What happens to our money?

EU auditors criticise Commission and UN for insufficient monitoring of development assistance projects

The European Court of Auditors is accusing the United Nations organisations of obstructing attempts to verify what happens to aid and development money channeled through United Nations agencies. Including program funding and mandatory contributions by individual EU member states, at stake there are more than €1 billion in 2008 .

The querelle might grow harsher, for the UN is refusing to accept the right of the European Union to conduct their own audits on UN-implemented projects: that is, according to the heads of the New York-based global organization, a donor should not be allowed to understand how their money is being spent.

Under a 2003 agreement between the UN and the European Commission, the Commission does, however, have the right to verify operations implemented with EU money.

EU auditors complain their own efforts to verify the use of money contributed by the European Union or its individual Member States have been hampered by “inadequate co-operation by UN organisations”, and their access to information was limited and restricted. Verification of a UN organisation’s polio eradication program was not allowed, as auditors could not take copies of documents. When the emergency aid department, ECHO, had tried to verify projects in Uganda, it was obstructed by the headquarters of one of the organisations.

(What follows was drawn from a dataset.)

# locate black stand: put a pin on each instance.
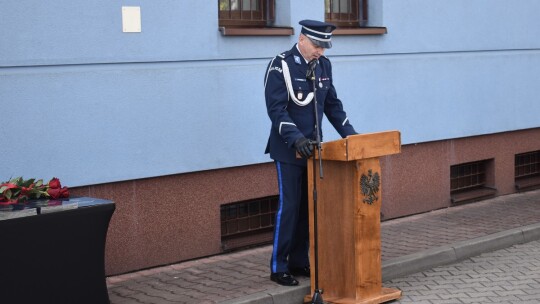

In its reply to the auditors’ report, the Commission suggests that co-operation on verification is improving and promises that it will support the auditors’ request for access.

The auditors criticised the Commission for failing to assess, before taking a funding decision, whether channelling assistance through the UN was the most effective or efficient way to deliver aid. They also complained that the UN’s own reports on implementation of projects were frequently late and inadequate.